GLM is slow on large datasets. Using OnlineStats for regressions? MixedModels?


#21

I’m not a numeric analyst, but won’t the condition number of (X’ * X) \ (X’ * Y) be the square of that of X \ Y?

It is but it’s usually not a problem in statistical applications. If X is almost rank deficient then you’ll have a lot of uncertainty about the parameter estimates. The amplified noise from the squared condition number will be nothing compared to the statistical uncertainty. In some applications, you expect a perfect fit and in that case it can matter if you use QR or the Cholesky.


#22

Econometrics 101 is a must-have!


#23

Thanks for tip.

Question: in some algorithms (“chemometrics”, etc.), it is common to use PCR (or PLS). PCR essentially chooses the number of latent variables based on the condition number. SVD is convenient because one can play around with \sigma_{i-1}/\sigma_i and find a suitable cut.
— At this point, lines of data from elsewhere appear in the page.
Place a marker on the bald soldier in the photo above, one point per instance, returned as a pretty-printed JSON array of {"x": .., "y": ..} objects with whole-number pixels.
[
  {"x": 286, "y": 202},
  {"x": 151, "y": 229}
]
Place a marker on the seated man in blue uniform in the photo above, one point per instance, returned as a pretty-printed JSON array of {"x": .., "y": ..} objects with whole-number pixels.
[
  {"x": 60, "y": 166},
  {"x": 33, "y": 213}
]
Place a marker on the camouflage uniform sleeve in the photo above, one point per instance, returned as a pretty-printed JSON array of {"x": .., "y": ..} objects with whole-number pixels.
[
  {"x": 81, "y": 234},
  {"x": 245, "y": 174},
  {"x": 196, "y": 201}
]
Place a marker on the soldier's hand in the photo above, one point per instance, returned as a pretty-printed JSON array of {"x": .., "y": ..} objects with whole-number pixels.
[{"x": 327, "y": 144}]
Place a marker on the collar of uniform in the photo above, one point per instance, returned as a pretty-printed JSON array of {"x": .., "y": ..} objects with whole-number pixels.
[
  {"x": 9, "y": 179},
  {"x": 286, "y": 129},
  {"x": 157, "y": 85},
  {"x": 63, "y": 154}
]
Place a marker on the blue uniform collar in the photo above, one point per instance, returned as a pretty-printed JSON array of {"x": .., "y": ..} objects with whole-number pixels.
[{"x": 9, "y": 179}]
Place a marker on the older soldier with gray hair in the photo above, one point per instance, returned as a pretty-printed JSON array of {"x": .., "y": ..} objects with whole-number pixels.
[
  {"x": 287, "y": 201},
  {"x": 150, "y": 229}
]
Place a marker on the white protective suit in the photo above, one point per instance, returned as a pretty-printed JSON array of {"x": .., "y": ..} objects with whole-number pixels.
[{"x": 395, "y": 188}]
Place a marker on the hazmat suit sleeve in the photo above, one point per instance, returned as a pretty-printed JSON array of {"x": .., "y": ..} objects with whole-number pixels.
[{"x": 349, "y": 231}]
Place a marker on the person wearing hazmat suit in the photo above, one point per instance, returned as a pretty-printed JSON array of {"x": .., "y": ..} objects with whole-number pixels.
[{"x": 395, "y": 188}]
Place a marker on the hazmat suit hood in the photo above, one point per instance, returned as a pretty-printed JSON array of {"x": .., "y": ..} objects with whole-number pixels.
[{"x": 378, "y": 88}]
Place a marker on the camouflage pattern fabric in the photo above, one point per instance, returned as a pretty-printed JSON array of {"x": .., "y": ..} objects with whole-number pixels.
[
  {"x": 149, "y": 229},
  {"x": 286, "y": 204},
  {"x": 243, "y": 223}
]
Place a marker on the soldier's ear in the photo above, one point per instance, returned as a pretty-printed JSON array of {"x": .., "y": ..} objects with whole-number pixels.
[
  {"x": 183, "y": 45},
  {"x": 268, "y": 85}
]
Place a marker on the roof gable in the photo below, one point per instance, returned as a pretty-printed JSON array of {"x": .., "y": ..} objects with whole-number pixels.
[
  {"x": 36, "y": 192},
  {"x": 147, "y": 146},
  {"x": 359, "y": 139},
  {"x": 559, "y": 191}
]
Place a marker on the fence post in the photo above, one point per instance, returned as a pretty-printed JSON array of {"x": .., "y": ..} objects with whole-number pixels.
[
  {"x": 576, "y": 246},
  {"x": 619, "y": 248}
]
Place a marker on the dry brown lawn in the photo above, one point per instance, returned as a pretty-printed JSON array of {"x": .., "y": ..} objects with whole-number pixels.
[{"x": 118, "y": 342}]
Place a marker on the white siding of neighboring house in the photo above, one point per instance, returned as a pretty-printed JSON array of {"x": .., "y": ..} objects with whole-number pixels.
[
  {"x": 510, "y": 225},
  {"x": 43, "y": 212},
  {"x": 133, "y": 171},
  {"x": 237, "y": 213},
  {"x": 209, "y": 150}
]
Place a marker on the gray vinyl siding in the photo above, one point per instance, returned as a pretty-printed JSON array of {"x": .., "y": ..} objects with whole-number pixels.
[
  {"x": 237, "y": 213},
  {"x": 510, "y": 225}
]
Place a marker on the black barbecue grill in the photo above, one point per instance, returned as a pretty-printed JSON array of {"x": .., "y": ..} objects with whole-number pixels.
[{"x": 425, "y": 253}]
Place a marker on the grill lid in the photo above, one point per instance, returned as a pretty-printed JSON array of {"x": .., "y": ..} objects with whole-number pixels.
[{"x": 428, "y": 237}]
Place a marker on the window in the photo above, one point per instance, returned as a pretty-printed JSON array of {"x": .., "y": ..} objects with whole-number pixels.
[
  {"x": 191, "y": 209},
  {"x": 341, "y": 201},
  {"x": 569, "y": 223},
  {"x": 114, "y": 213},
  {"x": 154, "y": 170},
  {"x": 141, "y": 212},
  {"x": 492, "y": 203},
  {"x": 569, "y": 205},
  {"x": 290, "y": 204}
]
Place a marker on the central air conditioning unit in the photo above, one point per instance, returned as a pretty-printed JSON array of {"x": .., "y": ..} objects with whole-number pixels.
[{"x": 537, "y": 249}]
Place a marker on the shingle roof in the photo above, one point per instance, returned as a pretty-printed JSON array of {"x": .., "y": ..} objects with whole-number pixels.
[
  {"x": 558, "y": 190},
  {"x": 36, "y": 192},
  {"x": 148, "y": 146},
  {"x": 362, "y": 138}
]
With a “rank revealing” QR factorization where the diagonal elements of R are sorted in descending order, a similar idea could be used. But the standard QR factorization doesn’t contain a sorting of the diagonal elements of R, right?


#24

That is, of course, a valid point :slight_smile: .


#25

This article shows you the equations but doesn’t discuss about the proper numerical methods (such as SVD, QR, Cholesky or sparse matrix methods…) to solve them.


#26

That is correct. You can use QR factorization for this,

invperm(F.jpvt)

Gives you the sorted column ranking.